3). Психологические различия между мужчиной и женщиной столь очевидны, что, пожалуй, нет нужды их описывать, хотя любое положение спорно и всякое обобщение допускает множество исключений. Говоря о психологических особенностях женщин, принято, как правило, исходить из ее материнской функции, выполнение которой, в частности, требут обретения прочных отношений с другим человеком, который во время воспитания ребенка защищал бы их и давал пропитание, а также предполагает наличие особой связи с самим ребенком. Следовательно, найти и удержать супруга, одержав верх над соперницами, для женщины гораздо важнее, нежели для мужчины, который по природе своей ориентированна других женщин и для которого личностный аспект отношений не столь важен. Так это или нет, однако в общем и целом не вызывает сомнения тот факт, что большинство женщин гораздо более интересуется характером человека и личностными взаимоотношениями, нежели чем-либо другим. Если мужчин интересуют машины, увлекают какие-то идеи, теории, принципы, убеждения или вопросы права и справедливости, то женщин, как правило, интересует то, каков человек, исповедующий эти идеи и принципы, привлекателен он или неприятен, можно ему доверять или нельзя.

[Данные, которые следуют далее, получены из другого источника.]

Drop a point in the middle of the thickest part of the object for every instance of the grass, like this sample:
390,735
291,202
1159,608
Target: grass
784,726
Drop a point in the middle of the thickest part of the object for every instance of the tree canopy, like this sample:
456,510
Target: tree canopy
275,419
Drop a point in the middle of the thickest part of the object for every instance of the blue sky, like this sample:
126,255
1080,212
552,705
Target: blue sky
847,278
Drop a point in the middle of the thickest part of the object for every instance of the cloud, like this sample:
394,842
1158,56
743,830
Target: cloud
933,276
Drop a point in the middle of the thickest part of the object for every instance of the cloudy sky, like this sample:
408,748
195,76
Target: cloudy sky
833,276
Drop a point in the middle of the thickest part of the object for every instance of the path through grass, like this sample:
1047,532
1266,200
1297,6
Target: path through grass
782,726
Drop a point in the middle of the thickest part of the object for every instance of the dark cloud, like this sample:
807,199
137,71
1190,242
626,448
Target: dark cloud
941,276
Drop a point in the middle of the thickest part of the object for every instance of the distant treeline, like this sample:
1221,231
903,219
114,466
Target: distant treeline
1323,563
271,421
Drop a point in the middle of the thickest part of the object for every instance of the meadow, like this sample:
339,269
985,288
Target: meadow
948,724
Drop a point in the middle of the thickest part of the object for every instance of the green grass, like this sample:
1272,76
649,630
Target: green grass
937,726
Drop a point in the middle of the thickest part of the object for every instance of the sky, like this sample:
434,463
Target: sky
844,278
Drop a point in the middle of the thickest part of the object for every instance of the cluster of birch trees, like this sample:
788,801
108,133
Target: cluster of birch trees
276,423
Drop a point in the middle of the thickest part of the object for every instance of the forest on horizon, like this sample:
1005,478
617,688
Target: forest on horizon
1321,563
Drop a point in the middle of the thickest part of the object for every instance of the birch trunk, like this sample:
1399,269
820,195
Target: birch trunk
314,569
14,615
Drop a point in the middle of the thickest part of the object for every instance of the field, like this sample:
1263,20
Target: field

Если какие-либо отношения важны для женщины, она с удовольствием будет принимать комплименты, хорошо зная, что это только они и не более; известно, правда, что и мужчины любят их слушать, однако всячески это скрывают. Вынашивая своего будущего ребенка, женщина обретает гораздо большую способность терпеть боль и обладает большим мужеством, в то время как мужчина скорее готов страдать за отвлеченные идеалы, в чем большинство женщин попростоу не видит смысла. Заботясь о своем ребенке, женщина обретает способность нежно и терпеливо относиться к больным и беспомощным, проявляя большое сочувствие и сострадание, однако терпение мужа, с которым он ловит рыбу или копается в машине, выводит ее из себя. Известно, что воспитывая ребенка, женщина привыкает учить других, поскольку порой острее видит, что лучше для них, а не для себя. Нередко в этом усматривают своенравие и желание командовать, хотя на самом деле здесь одна лишь материнская забота, пусть даже несколько избыточная. Выносив ребенка, женщина и потом не перестает чувствовать, что тот «принадлежит» ей, что между ними существует неразрывная связь, что бы ни случилось в жизни; ребенок в прямом смысле ее плоть и кровь, чего мужчины, как правило, не чувствуют и не понимают. Вероятно, поэтому, каким бы «плохим» не оказался ребенок, женщина почти никогда не расстается с ним, в то время как мужчина готов пойти на это, считая жену «слабохарактерной».

Можно думать, что из привычки матери оберегаать свое дитя вырастает и ее «бесчувственность», ее безжалостное и безрассудное (даже по отношению к себе самой) стремление поддерживать и защищать то, что ей принадлежит. Она быстрее чувствует опасность, если дело касается ее круга или ее интересов, в большей степени склонна придерживаться тех обычаев, правил, нравственных и социальных норм, которые, как подсказывает ей опыт, гарантируют большую безопасность — и в силу этого, в отличие от мужчины, не совсем готова принимать стиль поведения, который может разрушить то, что для нее важно сохранить.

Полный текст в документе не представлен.